ONU encontra os refugiados
Enquanto os ataques aéreos da Otan entravam em seu 17º dia, a agência de refugiados da ONU, Acnur, aparentemente resolveu o mistério dos 10 mil refugiados albaneses de Kosovo que desapareceram na quarta-feira, dizendo que os localizou na Macedônia e na vizinha Albânia.
A ministra da Imigração do Canadá, Lucienne Robillard, afirmou que a chefe do Acnur, Sadako Ogata, havia decidido que a agência não precisará que países ocidentais recebam por enquanto refugiados de Kosovo, mas a informação não pôde ser imediatamente confirmada.
A Grã-Bretanha denunciou que estavam surgindo as mais terríveis notícias de atrocidades em Kosovo, incluindo relatos de corpos de refugiados sendo queimados e enterrados em valas comuns.

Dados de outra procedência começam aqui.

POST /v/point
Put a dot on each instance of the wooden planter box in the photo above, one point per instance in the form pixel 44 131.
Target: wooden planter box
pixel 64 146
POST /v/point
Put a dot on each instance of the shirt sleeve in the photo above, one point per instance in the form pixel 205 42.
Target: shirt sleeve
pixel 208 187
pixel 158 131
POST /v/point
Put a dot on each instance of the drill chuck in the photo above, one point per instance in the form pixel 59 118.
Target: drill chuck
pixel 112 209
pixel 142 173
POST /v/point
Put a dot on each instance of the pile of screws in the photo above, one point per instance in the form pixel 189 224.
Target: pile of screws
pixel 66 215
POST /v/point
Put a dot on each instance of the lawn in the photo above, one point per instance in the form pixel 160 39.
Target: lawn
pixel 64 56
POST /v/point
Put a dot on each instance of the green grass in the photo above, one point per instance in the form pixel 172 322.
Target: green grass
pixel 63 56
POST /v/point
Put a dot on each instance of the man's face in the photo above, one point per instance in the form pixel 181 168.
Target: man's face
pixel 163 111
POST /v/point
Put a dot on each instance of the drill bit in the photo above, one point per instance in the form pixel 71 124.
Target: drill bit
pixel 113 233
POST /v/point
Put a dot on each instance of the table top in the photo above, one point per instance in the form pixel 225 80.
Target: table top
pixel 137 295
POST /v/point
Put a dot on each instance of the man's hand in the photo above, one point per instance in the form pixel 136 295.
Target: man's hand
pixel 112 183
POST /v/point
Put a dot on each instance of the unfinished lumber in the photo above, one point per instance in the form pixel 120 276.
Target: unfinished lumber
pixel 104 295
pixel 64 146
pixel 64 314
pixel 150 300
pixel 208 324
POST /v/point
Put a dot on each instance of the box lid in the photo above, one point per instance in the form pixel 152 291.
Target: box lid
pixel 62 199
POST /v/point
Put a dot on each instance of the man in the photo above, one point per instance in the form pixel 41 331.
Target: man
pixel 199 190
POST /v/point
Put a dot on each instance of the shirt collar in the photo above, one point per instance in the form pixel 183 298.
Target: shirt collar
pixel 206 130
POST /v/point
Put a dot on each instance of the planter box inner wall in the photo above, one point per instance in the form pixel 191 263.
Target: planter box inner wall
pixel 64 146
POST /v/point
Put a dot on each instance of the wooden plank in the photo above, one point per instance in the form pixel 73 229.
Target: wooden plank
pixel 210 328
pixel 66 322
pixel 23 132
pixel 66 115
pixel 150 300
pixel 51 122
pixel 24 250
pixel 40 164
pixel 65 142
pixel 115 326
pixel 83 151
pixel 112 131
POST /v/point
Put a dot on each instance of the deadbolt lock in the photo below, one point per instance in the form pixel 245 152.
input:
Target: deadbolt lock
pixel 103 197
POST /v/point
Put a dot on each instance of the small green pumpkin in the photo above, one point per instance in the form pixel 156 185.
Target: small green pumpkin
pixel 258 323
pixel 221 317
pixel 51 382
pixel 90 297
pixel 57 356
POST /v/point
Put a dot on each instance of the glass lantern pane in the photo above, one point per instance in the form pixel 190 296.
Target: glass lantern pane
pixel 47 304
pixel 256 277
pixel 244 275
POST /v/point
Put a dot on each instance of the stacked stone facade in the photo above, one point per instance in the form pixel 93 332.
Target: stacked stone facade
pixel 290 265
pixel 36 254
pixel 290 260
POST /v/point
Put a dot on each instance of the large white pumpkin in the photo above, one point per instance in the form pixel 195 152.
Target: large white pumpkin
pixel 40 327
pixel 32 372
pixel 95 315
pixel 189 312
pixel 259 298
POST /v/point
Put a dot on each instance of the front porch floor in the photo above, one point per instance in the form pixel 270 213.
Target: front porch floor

O comandante do Estado Maior, general Charles Guthrie, disse que 35 pessoas foram massacradas em uma vila. Outras notícias davam conta de quatro caminhões de corpos sendo enterrados e um caminhão carregado de corpos queimados, garantiu ele.

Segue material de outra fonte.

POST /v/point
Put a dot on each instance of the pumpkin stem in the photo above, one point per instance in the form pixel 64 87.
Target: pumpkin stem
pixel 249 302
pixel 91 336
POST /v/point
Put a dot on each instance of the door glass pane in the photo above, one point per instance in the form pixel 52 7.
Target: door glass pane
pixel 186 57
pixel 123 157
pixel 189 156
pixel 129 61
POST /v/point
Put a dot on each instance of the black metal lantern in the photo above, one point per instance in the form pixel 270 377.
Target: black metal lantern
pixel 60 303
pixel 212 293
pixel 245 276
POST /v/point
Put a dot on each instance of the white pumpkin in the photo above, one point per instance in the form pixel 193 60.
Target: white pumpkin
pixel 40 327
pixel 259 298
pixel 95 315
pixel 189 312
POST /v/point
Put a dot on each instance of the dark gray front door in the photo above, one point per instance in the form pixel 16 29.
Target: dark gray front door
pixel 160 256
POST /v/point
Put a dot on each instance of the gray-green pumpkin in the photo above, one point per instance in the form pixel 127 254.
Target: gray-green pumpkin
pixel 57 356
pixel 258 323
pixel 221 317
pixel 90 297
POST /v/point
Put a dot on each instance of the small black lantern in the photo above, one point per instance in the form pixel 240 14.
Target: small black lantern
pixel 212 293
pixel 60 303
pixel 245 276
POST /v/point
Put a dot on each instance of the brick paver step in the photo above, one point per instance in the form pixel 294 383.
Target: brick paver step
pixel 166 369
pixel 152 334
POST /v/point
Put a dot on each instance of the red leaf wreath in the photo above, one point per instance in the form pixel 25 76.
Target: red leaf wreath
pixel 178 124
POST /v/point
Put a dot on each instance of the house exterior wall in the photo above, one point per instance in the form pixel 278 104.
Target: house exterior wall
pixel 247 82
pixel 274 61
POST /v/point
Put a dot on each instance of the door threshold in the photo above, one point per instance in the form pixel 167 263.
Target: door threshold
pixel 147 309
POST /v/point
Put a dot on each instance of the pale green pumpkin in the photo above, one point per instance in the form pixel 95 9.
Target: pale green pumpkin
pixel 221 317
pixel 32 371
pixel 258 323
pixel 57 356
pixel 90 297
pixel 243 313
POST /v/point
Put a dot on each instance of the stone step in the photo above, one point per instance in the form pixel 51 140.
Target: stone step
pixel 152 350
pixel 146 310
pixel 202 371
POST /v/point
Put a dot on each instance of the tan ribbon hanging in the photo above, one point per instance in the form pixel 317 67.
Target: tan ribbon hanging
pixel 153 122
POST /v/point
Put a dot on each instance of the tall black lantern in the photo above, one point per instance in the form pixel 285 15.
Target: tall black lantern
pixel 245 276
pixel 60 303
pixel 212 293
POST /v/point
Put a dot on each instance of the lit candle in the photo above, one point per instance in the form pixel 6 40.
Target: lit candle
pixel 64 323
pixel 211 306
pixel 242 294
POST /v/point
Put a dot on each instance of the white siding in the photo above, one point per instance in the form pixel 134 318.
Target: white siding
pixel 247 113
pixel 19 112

No campo na Iugoslávia, a Otan admitiu que uma de três bombas disparadas contra o principal centro de telefones da capital kosovar de Pristina, na terça-feira, atingiu uma aérea residencial. Autoridades iugoslavas afirmaram que 10 pessoas foram mortas.

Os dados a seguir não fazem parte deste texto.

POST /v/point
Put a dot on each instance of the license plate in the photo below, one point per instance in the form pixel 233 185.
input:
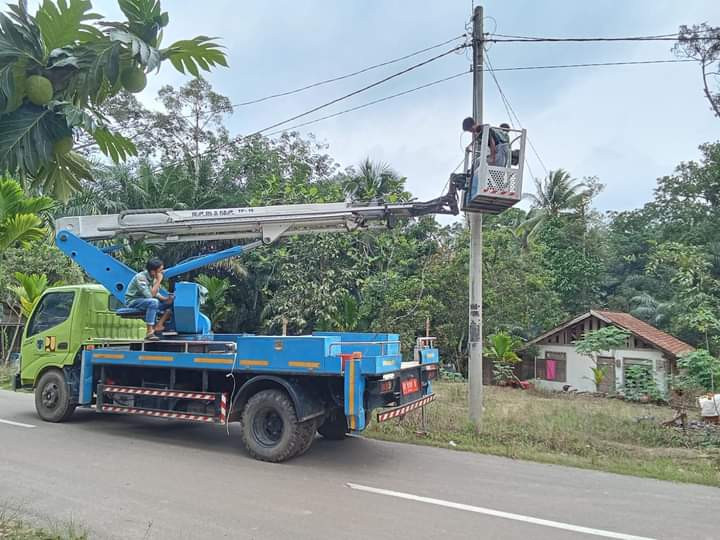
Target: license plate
pixel 410 386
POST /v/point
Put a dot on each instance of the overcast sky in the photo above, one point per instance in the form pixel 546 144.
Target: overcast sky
pixel 627 125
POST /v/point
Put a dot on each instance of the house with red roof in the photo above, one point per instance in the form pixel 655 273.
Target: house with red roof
pixel 556 365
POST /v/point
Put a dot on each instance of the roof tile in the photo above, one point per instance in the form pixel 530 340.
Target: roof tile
pixel 647 332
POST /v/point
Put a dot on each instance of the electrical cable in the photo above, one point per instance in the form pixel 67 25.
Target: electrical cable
pixel 347 76
pixel 536 39
pixel 317 108
pixel 363 89
pixel 374 102
pixel 512 113
pixel 596 64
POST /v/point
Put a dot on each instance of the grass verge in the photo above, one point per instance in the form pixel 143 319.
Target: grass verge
pixel 580 431
pixel 14 528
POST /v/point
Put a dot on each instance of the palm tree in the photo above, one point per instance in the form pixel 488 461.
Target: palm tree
pixel 501 350
pixel 216 299
pixel 375 180
pixel 22 218
pixel 557 194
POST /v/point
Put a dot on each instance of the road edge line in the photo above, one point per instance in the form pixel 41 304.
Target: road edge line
pixel 498 513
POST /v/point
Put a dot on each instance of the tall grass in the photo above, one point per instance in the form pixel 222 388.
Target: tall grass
pixel 15 528
pixel 566 429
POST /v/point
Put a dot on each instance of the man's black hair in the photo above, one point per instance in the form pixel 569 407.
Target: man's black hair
pixel 153 264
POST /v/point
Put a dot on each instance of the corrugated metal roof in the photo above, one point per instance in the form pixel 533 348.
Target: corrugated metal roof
pixel 657 338
pixel 649 333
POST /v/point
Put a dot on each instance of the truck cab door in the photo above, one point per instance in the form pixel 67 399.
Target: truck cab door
pixel 48 334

O porta-voz militar da Otan, David Wilby, disse que o centro era um alvo crítico porque estava sendo usado para comunicações entre Belgrado e forças sérvias em Kosovo. Ele afirmou que a Otan lamenta a perda de qualquer vida humana.
A Otan anunciou que seus aviões haviam destruído vários veículos blindados, uma base de mísseis terra-ar e outros armamentos sérvios na quinta-feira. Mas Wilby acrescentou que o tempo voltou-se contra nós, prejudicando as operações na quinta-feira e ontem.
Tem havido uma concentração de forças sérvias no norte de Kosovo e nenhuma evidência de retirada, acrescentou ele.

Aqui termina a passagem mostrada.